When Ed Lee and I were working on Petal we needed some sort of commit protocol to make sure global operations in the distributed system completed correctly in the presence of server failures. We knew about 3PC and studied a description of it in Bernstein, Hadzilacos, and Goodman’s book Concurrency Control and Recovery in Database Systems. We found the protocol a bit difficult to understand and therefore abandoned our attempts at implementing it. At around this time, Mike Schroeder told us about a protocol for consensus that Leslie Lamport had invented and suggested we ask him about it. Leslie gave Ed a copy of the Part-Time Parliament tech report, which we both enjoyed reading. I particularly liked its humour and to this day, cannot understand why people don’t like that tech report.

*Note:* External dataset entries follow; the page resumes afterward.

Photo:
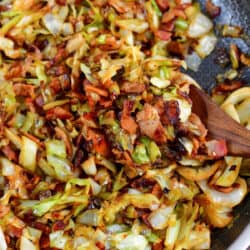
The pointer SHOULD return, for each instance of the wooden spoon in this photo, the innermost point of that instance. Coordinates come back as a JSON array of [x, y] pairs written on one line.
[[219, 124]]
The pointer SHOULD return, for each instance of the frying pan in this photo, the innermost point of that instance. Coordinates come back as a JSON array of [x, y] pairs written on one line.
[[235, 12]]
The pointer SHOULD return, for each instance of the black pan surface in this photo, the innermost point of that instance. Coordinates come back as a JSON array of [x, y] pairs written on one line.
[[235, 12]]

Paxos had all the necessary properties we wanted for our system and we figured we could implement it. Leslie provided essential consulting help as well, which resulted in the first implementation of the Paxos algorithm (including dynamic reconfiguration) as far as I am aware. A year later, when we needed a distributed lock server for the Frangipani file system we used Paxos again.

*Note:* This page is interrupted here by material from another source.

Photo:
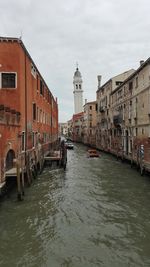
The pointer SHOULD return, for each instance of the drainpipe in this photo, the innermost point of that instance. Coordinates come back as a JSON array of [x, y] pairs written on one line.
[[25, 73]]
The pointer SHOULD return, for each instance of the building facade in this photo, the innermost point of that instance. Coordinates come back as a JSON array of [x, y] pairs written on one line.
[[77, 127], [131, 117], [90, 123], [104, 114], [28, 110], [78, 92]]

So, I thought that maybe the time had come to try publishing it again.

Meanwhile, the one exception in this dismal tale was Butler Lampson, who immediately understood the algorithm’s significance. He mentioned it in lectures and in a paper, and he interested Nancy Lynch in it. De Prisco, Lynch, and Lampson published their version of a specification and proof. Their papers made it more obvious that it was time for me to publish my paper. So, I proposed to Ken Birman, who was then the editor of TOCS, that he publish it. He suggested revising it, perhaps adding a TLA specification of the algorithm. But rereading the paper convinced me that the description and proof of the algorithm, while not what I would write today, was precise and rigorous enough. Admittedly, the paper needed revision to take into account the work that had been published in the intervening years. As a way of both carrying on the joke and saving myself work, I suggested that instead of my writing a revision, it be published as a recently rediscovered manuscript, with annotations by Keith Marzullo. Marzullo was willing, Birman agreed, and the paper finally appeared.

There was an amusing typesetting footnote to this. To set off Marzullo’s annotations, I decided that they should be printed on a gray background. ACM had recently acquired some wonderful new typesetting software, and TOCS was not accepting camera-ready copy. Unfortunately, their wonderful new software could not do shading. So, I had to provide camera-ready copy for the shaded text. Moreover, their brilliant software could accept this copy only in floating figures, so Marzullo’s annotations don’t appear quite where they should. Furthermore, their undoubtedly expensive software wasn’t up to typesetting serious math. (After all, it’s a computing journal, so why should they have to typeset formulas?) Therefore, I had to provide the camera-ready copy for the definitions of the invariants in section A2, which they inserted as Figure 3 in the published version. So, the fonts in that figure don’t match those in the rest of the paper.

This paper won an ACM SIGOPS Hall of Fame Award in 2012.

This paper was first submitted in 1990, setting a personal record for publication delay that has since been broken by [60].